Monday, September 04, 2006

Labor Day YOYO


The President of the Wisconsin AFL-CIO David Newby offers his thoughts on Labor Day in a Capital Times editorial.

Securing the common good: It should also be a time to reflect on what unionism is all about: Solidarity - an injury to one is an injury to all. That is the basic principle of the labor movement, the understanding that we're all in it together. And let's remember why our government was formed: 'to promote the general welfare, and secure the blessings of liberty to ourselves and our posterity.

Jared Bernstein from the Economic Policy Institute summed it up well in a recent article, saying it's YOYO ("You're On Your Own") vs. WITT ("We're In This Together"). For years the right wing has been promoting a YOYO vision for America. The entire Bush domestic agenda is based on the YOYO principle.

What a nice bouncy little acronym, YOYO – (You’re On Your Own). It is a marvelous image, the individual subject to the ups and downs of life without support other than the string that manipulates him from the master’s hand. To bad it is not entirely accurate. When the left claim the purpose of government is “to promote the general welfare, and secure the blessings of liberty to ourselves and our posterity”, they mean the purpose of government is to provide the general welfare.

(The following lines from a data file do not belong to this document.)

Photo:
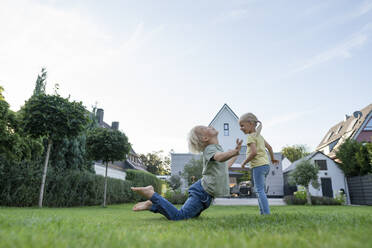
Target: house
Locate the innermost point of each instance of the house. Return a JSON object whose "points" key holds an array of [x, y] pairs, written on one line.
{"points": [[117, 169], [331, 178], [357, 127], [226, 123]]}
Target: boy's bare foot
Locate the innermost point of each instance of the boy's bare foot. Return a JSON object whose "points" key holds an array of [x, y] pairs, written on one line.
{"points": [[146, 205], [144, 191]]}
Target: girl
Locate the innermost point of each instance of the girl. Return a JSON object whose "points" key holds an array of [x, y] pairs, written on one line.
{"points": [[257, 156], [214, 181]]}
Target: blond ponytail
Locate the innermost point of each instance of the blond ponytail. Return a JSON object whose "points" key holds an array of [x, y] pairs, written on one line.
{"points": [[249, 117]]}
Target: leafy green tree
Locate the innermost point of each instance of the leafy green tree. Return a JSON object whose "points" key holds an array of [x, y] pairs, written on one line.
{"points": [[40, 83], [1, 94], [305, 173], [295, 152], [14, 144], [355, 158], [107, 145], [192, 171], [156, 163], [54, 118]]}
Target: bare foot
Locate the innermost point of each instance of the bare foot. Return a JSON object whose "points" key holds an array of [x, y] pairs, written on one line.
{"points": [[142, 206], [144, 191]]}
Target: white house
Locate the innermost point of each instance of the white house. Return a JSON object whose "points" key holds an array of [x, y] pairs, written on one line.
{"points": [[331, 178], [226, 123]]}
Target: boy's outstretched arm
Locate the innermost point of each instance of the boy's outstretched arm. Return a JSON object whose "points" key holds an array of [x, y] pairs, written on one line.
{"points": [[270, 149], [224, 156], [252, 154]]}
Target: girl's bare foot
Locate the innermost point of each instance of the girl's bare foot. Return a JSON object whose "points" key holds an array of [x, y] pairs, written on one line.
{"points": [[146, 205], [144, 191]]}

Those of us on the right believe that the general welfare and the common good arise from the blessing of liberty within the rule of law. To say an individual is free to benefit from their personal decisions and labor does not mean that person is without support. It is the rule of law, and especially the restrictions on the power of taking, that promote and secure the blessings of liberty. The success of America arises from the voluntary actions of citizens and not the mandatory obligations to group and government, class or party.

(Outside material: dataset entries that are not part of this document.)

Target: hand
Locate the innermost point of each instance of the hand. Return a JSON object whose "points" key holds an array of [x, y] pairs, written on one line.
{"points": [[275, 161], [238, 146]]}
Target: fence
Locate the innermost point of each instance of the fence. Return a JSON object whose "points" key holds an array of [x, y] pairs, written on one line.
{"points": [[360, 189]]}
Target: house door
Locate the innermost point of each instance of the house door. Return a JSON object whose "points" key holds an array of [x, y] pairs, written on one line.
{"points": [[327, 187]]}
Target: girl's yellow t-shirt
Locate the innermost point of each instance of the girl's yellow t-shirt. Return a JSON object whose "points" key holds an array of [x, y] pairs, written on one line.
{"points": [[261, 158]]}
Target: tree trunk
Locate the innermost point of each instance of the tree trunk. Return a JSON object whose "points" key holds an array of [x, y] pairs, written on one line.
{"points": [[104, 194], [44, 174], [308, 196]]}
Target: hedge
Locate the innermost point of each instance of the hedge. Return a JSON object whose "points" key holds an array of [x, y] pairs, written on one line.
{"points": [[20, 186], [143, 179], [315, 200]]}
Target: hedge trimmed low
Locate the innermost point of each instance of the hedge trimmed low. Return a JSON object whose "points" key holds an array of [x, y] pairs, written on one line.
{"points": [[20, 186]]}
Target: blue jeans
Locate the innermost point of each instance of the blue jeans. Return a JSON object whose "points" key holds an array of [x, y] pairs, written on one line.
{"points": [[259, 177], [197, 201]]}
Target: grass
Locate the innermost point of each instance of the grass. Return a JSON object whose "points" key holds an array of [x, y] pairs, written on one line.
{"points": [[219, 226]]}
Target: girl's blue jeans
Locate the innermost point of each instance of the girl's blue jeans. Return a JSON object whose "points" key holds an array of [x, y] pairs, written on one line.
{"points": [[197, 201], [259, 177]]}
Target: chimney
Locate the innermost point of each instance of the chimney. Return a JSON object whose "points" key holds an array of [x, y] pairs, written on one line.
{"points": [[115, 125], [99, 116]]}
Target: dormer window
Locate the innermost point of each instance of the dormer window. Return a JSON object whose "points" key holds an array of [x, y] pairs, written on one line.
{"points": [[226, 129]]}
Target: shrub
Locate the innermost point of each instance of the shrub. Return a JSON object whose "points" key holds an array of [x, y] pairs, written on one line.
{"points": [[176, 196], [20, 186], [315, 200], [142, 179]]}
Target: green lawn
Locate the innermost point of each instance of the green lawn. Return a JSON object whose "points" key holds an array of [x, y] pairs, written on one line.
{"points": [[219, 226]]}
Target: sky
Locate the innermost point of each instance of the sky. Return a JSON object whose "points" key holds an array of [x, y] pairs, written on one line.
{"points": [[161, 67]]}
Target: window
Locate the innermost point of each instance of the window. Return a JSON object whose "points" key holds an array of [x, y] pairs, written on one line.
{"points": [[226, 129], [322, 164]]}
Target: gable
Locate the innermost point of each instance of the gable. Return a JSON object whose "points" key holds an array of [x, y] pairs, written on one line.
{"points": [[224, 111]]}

We’re in this together as free people and not as functional sub-units of some larger sub-class. Social justice is achieved at the individual and not the group level. History is full of examples that huddling together for common defense is useful for short term threats but useless against the sweeping tides in human events. It is time the labor movement properly honors the past and then adapts to the present reality by working for the preservation of individual rights within the law.